Conselheiros da estatal terão acesso aos resultados financeiros da companhia na próxima semana

Fernanda Nunes, O Estado de S. Paulo

14 de abril de 2015 | 21h45

RIO - Às vésperas da reunião do conselho de administração que poderá por um fim à novela da divulgação do balanço de 2014, a diretoria Financeira da Petrobrás corre contra o tempo para conseguir unanimidade na aprovação dos números. O diretor financeiro Ivan Monteiro tem se reunido com os conselheiros para detalhar o trabalho, segundo fontes ouvidas pelo Broadcast, serviço em tempo real da Agência Estado. 

Daqui a uma semana, na reunião do conselho de administração, os conselheiros tomarão conhecimento do resultado financeiro de 2014 e do prejuízo causado pela corrupção. 

Concluído o cálculo, a diretoria agora está focada no consenso em torno do resultado financeiro entre os conselheiros para evitar questionamentos. E, assim, conquistar credibilidade entre os investidores. 

O principal alvo de Monteiro tem sido os conselheiros independentes que representam os donos de ações ordinárias e preferenciais - Mauro Cunha e José Monforte, respectivamente - e os empregados - Silvio Sinedino. Os três são os mais críticos aos projetos apresentados pela diretoria e costumam se opor ao colegas de colegiado, representantes da União. 

Cunha, Monforte e Sinedino deixarão o conselho na reunião de quarta-feira e não têm nada a perder na relação com a Petrobrás ou o governo, mas poderiam, no futuro, vir a responder pela aprovação do balanço, pois seus nomes deverão constar no documento de 2014, marcado pelo escândalo de corrupção. 

O conselho conta com nove conselheiros. “O que eles querem é uma partida de nove a zero e não de seis a três. Isso fará toda diferença na aceitação dos números pelo mercado. Mas tudo dependerá do que será apresentado”, disse uma fonte envolvida no processo. 

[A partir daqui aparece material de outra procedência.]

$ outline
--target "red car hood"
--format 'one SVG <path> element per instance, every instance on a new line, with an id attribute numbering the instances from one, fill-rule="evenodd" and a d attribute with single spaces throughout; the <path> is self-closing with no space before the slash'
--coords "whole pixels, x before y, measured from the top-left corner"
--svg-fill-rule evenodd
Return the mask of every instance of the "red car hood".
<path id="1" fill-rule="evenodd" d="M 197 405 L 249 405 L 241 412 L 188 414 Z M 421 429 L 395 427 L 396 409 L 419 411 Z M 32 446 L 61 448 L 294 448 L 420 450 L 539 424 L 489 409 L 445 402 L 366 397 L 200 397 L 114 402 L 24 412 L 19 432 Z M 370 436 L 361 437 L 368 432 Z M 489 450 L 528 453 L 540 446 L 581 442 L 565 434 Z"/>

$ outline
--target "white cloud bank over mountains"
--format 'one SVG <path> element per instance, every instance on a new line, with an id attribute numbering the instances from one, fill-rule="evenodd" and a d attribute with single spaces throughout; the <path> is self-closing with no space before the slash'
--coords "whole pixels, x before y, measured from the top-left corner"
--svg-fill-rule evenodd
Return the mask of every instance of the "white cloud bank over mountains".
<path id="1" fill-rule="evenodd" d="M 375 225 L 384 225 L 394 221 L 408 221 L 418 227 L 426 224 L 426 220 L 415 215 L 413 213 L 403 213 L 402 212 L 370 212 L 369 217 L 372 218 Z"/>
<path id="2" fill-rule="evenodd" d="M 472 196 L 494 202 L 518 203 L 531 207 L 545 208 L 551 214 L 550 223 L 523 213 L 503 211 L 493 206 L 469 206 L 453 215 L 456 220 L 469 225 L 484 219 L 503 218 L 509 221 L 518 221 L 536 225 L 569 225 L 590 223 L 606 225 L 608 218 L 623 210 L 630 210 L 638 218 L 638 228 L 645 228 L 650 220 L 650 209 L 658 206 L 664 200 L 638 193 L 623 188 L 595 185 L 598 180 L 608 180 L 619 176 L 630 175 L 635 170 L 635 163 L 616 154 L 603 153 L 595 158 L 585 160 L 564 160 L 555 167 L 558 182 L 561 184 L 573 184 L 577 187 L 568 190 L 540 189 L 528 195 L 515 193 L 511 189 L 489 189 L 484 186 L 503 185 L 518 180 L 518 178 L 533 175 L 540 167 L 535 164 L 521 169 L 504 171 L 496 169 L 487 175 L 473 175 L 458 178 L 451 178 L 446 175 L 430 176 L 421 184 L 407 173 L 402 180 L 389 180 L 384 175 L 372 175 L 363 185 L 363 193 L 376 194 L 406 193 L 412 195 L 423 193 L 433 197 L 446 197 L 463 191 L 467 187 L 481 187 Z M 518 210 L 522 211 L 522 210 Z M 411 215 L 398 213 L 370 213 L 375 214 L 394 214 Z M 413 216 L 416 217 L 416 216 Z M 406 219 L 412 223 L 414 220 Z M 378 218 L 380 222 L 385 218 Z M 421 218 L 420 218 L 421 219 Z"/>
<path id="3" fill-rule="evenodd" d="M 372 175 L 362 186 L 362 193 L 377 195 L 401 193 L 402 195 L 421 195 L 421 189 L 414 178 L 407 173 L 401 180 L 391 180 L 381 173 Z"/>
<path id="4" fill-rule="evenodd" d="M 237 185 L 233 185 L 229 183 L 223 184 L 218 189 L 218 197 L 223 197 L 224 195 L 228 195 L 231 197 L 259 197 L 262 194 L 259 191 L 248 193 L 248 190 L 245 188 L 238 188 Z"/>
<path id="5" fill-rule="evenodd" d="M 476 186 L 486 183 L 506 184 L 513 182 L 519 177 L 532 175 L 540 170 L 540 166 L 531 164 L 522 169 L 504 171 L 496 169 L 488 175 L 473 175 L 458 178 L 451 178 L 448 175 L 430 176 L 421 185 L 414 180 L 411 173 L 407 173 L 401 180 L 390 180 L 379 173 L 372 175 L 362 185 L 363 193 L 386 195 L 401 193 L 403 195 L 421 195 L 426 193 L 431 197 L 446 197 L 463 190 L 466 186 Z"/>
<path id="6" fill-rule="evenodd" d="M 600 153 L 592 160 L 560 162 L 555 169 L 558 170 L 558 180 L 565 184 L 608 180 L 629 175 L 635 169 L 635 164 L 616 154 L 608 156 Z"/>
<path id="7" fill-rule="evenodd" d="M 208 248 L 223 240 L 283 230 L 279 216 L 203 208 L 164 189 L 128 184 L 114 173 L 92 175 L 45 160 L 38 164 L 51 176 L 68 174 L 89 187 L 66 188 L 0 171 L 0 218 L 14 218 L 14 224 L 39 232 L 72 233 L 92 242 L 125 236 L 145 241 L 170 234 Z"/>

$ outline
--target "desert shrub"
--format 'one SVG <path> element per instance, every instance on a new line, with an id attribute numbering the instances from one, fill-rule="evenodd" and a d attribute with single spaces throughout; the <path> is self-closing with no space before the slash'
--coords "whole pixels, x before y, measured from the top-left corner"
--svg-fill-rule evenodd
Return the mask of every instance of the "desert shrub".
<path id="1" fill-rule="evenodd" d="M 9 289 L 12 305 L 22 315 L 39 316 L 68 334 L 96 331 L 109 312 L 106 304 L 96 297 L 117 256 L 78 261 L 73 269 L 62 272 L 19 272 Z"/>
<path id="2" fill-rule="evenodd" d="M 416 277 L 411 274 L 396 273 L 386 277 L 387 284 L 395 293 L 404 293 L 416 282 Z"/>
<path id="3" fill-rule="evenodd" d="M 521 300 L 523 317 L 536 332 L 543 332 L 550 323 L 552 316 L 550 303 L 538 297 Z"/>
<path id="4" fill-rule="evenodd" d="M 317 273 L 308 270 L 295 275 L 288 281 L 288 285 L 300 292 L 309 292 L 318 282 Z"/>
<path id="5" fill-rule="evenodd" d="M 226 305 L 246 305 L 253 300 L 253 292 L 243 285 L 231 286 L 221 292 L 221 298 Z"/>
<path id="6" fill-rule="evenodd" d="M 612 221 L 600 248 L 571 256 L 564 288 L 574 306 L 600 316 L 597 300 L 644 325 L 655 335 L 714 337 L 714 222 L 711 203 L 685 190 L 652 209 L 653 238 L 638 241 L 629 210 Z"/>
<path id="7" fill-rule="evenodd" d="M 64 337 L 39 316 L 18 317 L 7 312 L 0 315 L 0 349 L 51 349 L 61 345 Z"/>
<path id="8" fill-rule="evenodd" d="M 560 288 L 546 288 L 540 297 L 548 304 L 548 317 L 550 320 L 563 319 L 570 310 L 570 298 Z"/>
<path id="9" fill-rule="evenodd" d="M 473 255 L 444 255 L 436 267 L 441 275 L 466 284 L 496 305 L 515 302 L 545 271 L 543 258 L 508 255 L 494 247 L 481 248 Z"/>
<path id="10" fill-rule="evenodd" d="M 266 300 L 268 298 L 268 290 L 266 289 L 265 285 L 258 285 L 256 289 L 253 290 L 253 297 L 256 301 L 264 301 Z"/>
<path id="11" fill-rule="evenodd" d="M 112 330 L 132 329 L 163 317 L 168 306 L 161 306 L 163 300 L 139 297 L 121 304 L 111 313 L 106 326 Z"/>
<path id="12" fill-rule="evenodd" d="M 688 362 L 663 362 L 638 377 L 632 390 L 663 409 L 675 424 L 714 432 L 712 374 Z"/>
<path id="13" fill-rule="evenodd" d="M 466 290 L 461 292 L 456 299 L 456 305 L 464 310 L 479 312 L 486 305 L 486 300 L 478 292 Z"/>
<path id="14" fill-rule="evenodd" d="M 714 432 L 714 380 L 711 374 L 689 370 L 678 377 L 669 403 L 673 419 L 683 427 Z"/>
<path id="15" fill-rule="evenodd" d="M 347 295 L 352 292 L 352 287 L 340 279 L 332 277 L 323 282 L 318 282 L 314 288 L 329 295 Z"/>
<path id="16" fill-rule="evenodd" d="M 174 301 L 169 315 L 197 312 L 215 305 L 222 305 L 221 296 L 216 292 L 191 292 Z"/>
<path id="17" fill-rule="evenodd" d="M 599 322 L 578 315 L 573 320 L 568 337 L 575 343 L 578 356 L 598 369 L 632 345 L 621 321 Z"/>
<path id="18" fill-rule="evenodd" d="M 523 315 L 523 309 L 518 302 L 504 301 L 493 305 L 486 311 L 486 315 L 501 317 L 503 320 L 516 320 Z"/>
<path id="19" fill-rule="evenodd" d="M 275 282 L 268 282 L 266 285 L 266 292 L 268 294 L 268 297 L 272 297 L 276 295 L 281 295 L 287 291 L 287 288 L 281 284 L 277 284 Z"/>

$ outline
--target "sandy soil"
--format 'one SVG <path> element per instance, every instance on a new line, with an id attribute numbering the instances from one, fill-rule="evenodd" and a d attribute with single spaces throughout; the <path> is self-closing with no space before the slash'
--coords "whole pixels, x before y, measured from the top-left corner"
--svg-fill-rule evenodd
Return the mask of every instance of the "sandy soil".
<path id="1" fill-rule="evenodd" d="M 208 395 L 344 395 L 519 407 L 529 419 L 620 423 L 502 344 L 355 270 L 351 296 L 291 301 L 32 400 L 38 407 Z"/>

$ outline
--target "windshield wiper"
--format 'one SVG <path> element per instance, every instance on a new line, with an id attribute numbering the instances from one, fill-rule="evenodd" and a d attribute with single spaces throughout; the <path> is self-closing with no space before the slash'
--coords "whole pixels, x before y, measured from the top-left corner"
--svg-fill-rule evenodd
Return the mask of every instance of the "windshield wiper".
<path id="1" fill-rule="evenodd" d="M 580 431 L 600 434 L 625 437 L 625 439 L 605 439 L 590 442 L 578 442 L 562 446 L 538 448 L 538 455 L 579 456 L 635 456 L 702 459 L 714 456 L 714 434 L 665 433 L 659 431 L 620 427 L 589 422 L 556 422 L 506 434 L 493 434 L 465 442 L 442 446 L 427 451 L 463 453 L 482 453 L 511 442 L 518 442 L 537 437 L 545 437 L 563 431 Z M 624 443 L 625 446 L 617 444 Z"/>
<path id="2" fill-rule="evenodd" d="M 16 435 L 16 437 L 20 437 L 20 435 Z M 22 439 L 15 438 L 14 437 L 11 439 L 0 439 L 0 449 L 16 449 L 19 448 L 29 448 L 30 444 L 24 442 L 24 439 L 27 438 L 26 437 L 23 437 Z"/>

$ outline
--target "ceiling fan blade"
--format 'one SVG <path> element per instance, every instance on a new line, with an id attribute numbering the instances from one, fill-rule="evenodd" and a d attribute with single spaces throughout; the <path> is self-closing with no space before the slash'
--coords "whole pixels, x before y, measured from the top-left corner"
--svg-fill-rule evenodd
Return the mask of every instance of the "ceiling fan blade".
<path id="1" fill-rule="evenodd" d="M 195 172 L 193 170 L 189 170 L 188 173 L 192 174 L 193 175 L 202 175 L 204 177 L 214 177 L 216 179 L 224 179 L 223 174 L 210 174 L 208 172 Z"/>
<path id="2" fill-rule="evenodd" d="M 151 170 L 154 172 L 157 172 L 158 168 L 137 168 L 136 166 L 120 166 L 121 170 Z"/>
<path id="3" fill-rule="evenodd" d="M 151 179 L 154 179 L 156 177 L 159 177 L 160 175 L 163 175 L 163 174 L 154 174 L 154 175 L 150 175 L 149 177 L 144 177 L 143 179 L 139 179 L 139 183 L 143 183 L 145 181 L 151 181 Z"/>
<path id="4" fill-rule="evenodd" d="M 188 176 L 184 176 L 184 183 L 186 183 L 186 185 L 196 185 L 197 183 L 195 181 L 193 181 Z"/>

Dois principais entraves à divulgação já foram ultrapassados e demonstrados aos conselheiros. A metodologia de cálculo do rombo tem sido detalhada e já não há mais suspeitas sobre os profissionais que participaram da produção do balanço financeiro.

A empresa de auditoria PricewaterhouseCoopers (PwC) se negava a assinar o balanço até que fossem afastados do trabalho todos os suspeitos.